I've been investigating the benefits of SIMD algorithms in C# and C++, and found that in many cases using 128-bit registers on an AVX processor offers a better improvement than using 256-bit registers on a processor with AVX2, but I don't understand why.

By improvement I mean the speed-up of a SIMD algorithm relative to a non-SIMD algorithm on the same machine.

2
@eoinmullan You seem to be testing things on different machines. Saying that you get 2x speedup on Ivy Bridge with AVX doesn't mean will get more than 2x on Haswell with AVX2. This is definitely the case if the machines have different amounts of memory bandwidth. You need to do what Ben said. Run all the tests on the same machine. Otherwise you're comparing apples to oranges.Mysticial
What is your memory bus width? How many banks? Are they the same on both machines?stark
You still need to compare on the same machine, since different machines (and different models of processors) have different behaviour in regards to memory bandwidth, cache-sizes, memory speed, cache-speed, etc. If you get better speed on the same machine, with AVX than AVX2, then it's possibly a sign that something isn't quite right with the compilation - but just comparing two different machines with a whole range of different properties will not show that.Mats Petersson
That's exactly what I'd expect to see assuming your benchmark is memory-bound. If your Ivy Bridge machines have more memory bandwidth than the Haswell ones, then it's totally expected to see the scaling be higher on Ivy Bridge than Haswell. If that's the case, then no surprise here.Mysticial
@LưuVĩnhPhúc Yeah, but RyuJIT only uses 128 bits on AVX, and _mm256_add_epi16 is an invalid instruction on my AVX processor. It looks from the intel intrinsics guide that only double and float operations are available on 256 bit registers with AVX.eoinmullan

2 Answers

13
votes

On an AVX processor, the upper half of the 256 bit registers and floating point units are powered down by the CPU when not executing AVX instructons (VEX encoded opcodes). When code does use AVX instructions, the CPU has to power up the FP units - this takes about 70 microseconds, during which time AVX instructions are actually executed using 128 micro-ops twice.

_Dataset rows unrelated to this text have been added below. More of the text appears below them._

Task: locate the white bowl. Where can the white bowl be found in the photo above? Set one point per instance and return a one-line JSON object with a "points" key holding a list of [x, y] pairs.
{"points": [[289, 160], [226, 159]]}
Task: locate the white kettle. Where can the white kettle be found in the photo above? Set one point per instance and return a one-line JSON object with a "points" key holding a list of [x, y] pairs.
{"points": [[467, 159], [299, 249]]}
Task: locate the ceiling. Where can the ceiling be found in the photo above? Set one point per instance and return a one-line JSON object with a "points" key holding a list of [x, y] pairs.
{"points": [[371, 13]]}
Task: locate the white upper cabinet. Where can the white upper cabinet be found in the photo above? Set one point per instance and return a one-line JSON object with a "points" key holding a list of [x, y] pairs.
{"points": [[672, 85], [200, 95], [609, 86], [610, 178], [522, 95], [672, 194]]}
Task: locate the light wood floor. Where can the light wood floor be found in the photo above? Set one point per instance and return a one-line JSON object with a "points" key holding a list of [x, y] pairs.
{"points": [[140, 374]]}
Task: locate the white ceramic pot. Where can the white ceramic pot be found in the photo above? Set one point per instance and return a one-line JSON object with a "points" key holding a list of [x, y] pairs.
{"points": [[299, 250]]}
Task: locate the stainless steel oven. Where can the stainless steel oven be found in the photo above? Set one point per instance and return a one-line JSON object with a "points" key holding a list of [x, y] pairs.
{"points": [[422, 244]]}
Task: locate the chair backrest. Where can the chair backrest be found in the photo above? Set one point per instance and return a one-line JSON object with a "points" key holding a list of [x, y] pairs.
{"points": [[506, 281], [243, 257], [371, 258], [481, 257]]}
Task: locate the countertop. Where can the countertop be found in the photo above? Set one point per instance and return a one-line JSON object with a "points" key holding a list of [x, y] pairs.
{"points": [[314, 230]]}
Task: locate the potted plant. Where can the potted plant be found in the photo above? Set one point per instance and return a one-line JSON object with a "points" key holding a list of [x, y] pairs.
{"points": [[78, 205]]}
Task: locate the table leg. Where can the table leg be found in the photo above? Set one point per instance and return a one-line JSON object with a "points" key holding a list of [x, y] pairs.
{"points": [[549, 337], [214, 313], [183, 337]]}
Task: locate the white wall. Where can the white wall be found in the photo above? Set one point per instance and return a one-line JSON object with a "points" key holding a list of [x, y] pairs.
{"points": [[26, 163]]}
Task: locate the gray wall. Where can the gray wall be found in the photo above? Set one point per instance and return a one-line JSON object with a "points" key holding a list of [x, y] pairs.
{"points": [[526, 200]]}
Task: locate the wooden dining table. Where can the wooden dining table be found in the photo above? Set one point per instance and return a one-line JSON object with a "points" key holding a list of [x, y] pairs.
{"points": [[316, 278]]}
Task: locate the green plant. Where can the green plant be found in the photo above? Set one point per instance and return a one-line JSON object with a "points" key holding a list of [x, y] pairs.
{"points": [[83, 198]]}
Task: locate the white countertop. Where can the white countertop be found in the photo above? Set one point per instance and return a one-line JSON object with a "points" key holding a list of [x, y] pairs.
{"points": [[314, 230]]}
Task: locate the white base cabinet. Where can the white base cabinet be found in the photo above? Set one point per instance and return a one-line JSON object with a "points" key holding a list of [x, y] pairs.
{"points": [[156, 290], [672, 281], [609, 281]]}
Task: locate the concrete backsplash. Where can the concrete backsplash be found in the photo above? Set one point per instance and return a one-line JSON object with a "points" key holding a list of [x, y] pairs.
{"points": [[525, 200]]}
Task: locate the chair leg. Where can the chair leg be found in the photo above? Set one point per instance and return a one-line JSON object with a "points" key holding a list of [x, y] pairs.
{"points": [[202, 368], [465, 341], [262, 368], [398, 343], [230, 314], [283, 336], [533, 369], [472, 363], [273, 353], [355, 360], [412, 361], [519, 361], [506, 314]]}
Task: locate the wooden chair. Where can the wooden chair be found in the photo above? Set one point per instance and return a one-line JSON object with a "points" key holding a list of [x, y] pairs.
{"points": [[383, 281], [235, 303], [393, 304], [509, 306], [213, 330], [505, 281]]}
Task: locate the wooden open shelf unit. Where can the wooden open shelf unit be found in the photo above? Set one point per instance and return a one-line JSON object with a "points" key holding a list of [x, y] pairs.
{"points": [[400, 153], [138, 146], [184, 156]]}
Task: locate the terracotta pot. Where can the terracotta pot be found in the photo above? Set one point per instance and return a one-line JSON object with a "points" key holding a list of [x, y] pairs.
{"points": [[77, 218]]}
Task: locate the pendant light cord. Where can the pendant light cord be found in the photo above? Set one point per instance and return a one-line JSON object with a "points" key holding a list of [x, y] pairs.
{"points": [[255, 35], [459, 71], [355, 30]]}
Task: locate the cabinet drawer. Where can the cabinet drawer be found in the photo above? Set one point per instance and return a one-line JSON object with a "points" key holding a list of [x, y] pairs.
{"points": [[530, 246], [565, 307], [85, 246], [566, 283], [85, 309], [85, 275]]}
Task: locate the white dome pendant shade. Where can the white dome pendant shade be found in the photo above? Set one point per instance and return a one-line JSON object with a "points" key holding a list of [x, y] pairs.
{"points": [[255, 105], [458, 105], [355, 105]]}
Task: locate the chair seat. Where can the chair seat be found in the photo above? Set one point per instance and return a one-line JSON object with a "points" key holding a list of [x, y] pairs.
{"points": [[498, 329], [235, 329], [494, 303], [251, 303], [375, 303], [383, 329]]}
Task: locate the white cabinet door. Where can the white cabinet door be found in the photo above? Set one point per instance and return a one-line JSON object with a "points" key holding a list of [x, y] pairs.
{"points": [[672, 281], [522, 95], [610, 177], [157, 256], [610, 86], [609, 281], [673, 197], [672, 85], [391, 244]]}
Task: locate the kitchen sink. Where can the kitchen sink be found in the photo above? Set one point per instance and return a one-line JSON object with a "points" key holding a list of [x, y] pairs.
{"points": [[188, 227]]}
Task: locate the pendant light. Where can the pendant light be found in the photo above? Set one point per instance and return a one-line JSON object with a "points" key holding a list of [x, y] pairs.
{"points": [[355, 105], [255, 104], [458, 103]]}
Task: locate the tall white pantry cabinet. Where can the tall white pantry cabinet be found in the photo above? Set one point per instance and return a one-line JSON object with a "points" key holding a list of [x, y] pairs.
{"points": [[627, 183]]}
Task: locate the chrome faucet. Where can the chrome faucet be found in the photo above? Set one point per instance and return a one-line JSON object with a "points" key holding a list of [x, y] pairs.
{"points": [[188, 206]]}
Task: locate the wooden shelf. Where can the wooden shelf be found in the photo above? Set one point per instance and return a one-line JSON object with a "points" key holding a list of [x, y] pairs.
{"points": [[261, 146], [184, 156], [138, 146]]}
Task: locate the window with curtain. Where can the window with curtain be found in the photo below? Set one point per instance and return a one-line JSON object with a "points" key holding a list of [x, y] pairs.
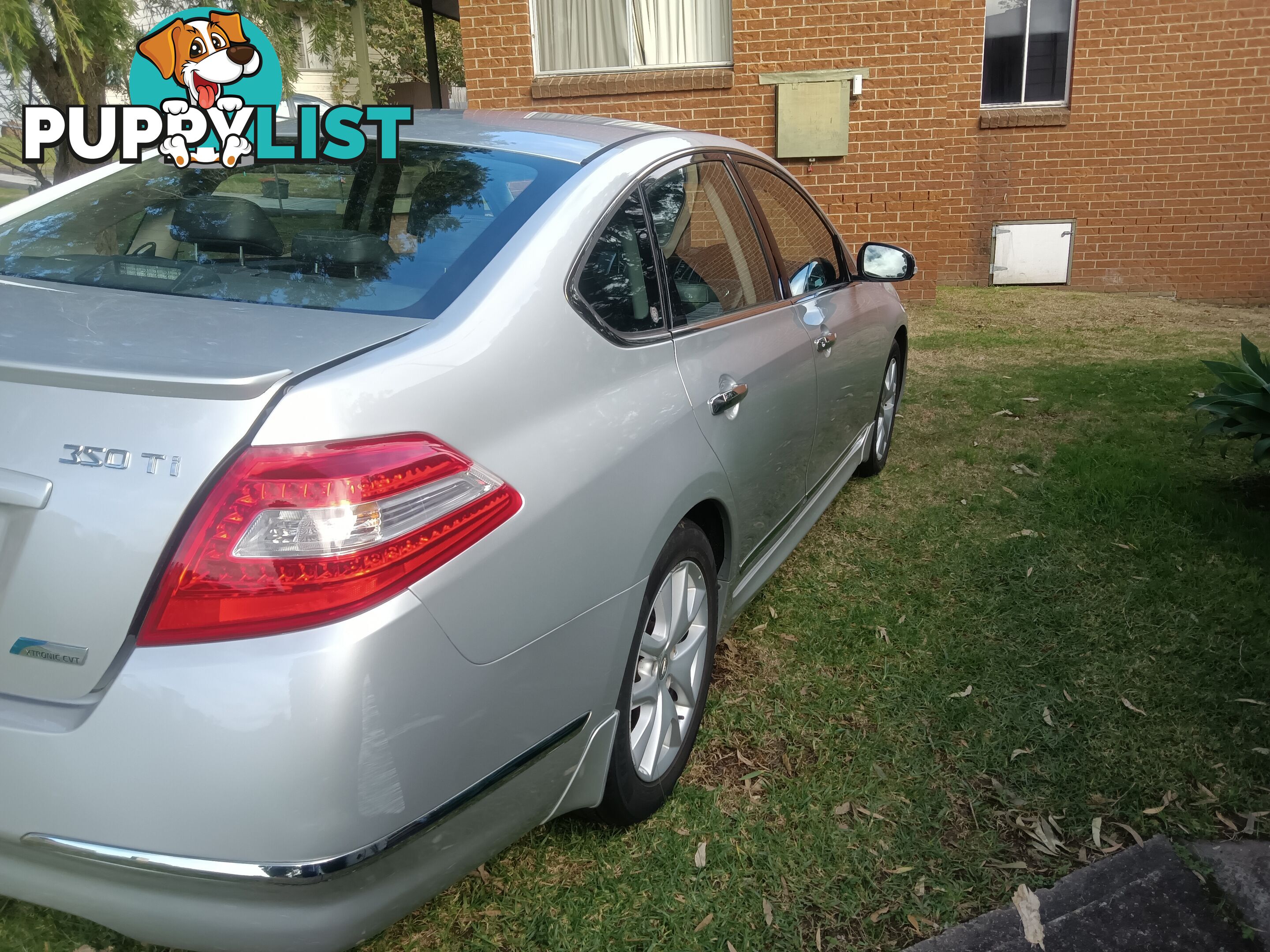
{"points": [[1027, 51], [592, 36]]}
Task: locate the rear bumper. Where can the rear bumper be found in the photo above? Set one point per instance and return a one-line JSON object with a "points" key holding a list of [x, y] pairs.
{"points": [[232, 796], [242, 915]]}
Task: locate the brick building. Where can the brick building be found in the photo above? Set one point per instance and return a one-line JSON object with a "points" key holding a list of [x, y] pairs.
{"points": [[1142, 129]]}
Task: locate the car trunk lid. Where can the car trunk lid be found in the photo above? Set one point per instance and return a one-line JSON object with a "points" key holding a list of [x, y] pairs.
{"points": [[126, 404]]}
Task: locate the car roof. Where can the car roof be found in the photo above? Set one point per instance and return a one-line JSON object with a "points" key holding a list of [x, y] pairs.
{"points": [[567, 136]]}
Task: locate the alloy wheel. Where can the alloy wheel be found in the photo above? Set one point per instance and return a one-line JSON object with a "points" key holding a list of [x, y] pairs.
{"points": [[887, 409], [669, 671]]}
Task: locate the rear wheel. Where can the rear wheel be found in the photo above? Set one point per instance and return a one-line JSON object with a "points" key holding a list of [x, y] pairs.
{"points": [[884, 420], [667, 678]]}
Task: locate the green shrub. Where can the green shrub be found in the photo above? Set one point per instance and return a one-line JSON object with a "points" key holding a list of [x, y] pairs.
{"points": [[1241, 402]]}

When AVX instructions haven't been used for about 700 microseconds, the CPU powers down the upper half of the circuitry again.

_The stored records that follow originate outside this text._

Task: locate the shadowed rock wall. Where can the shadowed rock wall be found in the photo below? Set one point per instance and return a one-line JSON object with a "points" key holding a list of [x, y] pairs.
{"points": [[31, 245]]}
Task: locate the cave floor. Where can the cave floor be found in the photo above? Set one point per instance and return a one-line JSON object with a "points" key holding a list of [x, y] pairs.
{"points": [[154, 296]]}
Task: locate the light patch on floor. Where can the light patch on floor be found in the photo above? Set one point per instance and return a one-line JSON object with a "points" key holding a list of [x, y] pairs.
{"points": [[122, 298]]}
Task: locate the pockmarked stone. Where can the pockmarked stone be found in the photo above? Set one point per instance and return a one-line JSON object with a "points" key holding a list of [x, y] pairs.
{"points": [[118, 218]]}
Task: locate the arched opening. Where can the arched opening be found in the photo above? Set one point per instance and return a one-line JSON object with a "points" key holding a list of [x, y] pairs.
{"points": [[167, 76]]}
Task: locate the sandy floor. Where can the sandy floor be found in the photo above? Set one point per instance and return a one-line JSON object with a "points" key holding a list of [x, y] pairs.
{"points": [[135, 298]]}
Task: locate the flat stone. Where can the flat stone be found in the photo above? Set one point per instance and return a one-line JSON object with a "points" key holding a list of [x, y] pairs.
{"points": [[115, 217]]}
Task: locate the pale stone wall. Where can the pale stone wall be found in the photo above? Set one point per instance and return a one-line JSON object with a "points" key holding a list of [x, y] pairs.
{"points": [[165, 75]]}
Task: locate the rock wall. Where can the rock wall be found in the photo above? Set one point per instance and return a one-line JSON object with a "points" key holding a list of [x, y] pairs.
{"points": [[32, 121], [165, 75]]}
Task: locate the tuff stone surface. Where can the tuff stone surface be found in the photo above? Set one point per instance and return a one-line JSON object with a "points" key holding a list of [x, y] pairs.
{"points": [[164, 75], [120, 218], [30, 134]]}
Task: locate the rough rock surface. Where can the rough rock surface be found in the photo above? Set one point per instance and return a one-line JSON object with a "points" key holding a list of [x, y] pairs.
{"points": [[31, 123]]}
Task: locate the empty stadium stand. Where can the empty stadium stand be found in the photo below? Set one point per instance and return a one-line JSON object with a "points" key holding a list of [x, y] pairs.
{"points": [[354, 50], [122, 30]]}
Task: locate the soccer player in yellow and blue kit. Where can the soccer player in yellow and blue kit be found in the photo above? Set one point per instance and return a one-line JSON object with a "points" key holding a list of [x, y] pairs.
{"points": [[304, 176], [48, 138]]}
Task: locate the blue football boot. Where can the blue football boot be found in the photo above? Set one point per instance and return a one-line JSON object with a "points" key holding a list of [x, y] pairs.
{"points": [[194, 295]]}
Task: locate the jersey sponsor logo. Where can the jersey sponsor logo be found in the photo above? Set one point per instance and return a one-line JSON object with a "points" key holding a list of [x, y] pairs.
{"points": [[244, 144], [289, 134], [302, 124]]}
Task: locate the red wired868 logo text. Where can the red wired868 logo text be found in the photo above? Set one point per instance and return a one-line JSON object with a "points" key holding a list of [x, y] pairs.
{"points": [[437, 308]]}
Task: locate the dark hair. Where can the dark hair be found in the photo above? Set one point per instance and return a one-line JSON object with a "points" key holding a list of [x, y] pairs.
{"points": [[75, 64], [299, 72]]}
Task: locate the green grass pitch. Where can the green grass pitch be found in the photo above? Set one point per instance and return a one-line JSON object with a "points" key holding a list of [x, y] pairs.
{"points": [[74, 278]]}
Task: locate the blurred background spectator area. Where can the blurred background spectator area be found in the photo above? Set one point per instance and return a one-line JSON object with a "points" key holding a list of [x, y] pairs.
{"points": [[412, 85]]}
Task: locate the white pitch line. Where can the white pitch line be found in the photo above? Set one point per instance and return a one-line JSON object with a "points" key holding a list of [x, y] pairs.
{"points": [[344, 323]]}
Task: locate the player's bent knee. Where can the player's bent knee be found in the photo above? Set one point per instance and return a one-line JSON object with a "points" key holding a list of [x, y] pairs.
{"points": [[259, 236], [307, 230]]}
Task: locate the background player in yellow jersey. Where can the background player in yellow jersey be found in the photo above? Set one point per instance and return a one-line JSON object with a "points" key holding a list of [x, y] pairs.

Now it does this because the upper half of the circuitry consumes power (doh!), and so generates heat (double doh!). This means that the CPU runs hotter when AVX instructions are used. So given that CPUs can "turbo boost" when they have thermal headroom, using AVX instructions reduces this chance, and in fact, the CPU actually reduces the "base clock speed". So if you have, for example, a CPU officially clocked at 2.3GHz that can turbo boost to 2.7, when you start using AVX instructions, the chip is clocked down to 2.1 and boosted to only 2.3, and in extreme cases the base clock may be reduced to 1.9 (see pages 2-4 of this).

At this stage, your CPU is executing ALL instructions about 10-15%, maybe even 20% SLOWER than when not using AVX instructions. If you're doing loads of SIMD operations, the 256 bit wide instructions make this worthwhile. But if you're doing a few AVX instructions, then "normal" code, then a bit of AVX again, then this clock speed penalty will cost more than all the gains you can make from AVX alone.

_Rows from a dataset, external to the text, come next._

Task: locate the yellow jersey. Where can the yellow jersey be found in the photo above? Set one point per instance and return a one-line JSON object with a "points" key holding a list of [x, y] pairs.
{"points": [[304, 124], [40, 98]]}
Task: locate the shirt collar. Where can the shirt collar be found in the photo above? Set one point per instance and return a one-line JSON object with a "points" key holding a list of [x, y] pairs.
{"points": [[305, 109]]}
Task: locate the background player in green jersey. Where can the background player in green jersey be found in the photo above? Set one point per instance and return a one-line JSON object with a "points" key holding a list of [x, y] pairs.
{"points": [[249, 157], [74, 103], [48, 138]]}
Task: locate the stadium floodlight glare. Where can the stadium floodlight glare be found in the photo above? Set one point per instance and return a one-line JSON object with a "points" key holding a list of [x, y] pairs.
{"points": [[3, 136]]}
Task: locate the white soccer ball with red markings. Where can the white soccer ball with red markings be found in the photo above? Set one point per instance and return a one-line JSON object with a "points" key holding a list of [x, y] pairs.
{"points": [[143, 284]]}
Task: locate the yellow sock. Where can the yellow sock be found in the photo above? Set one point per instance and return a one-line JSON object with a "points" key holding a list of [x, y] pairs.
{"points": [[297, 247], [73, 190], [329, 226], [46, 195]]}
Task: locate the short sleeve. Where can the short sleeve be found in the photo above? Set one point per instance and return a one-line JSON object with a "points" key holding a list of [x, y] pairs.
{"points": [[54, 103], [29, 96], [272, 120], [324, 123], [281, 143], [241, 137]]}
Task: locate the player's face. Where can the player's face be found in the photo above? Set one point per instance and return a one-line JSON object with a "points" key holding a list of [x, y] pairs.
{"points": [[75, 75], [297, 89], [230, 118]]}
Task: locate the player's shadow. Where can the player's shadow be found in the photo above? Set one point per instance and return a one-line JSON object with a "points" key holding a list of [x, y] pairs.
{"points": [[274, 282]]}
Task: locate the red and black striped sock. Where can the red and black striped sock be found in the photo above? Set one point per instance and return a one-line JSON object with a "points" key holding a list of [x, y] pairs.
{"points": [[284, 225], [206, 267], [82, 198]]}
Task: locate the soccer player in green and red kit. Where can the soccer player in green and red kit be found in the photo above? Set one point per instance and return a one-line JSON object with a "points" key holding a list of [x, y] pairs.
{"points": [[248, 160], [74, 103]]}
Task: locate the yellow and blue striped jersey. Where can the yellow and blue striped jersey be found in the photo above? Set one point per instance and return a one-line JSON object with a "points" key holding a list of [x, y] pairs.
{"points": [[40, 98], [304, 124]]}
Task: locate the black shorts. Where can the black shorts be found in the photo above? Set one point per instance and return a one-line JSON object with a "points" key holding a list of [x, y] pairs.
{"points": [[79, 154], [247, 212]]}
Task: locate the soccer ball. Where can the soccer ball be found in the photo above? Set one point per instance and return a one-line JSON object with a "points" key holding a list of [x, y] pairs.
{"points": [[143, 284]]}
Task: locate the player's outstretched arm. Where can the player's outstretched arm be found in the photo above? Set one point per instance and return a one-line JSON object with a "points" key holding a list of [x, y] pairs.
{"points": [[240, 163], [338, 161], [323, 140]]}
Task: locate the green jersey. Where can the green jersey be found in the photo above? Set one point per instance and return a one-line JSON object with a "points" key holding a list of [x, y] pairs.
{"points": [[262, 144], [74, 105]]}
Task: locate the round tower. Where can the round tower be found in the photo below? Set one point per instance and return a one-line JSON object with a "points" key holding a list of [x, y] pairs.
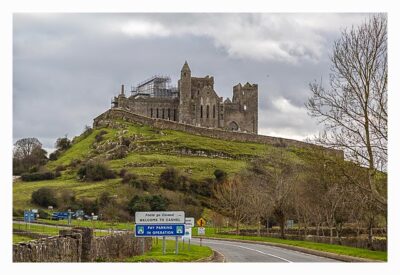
{"points": [[185, 94]]}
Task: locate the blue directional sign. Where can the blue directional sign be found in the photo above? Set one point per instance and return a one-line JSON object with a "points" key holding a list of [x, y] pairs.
{"points": [[29, 216], [148, 230]]}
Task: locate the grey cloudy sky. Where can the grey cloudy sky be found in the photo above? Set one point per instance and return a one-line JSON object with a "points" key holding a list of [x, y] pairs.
{"points": [[67, 67]]}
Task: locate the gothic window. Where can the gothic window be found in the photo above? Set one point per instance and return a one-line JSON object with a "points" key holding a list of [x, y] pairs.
{"points": [[213, 111]]}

This can be why 128 bit wide SIMD can run faster than 256 bit wide unless you've got lengthy intensive bursts of SIMD-dominated operations. There is a price to using the rest of the silicon... (or perhaps more accurately, a reward for not using it that we sometimes forget we've been getting).

3
votes

(From the comments on the question)

If arithmetic operations are not the bottle neck in an algorithm's execution then using SIMD will not provide a speed-up. Other bottlenecks could be memory bandwidth, cache-sizes, memory speed, cache-speed. If a processor with AVX out-performs an AVX2 processor in these areas then it will benefit more from using SIMD intrinsics.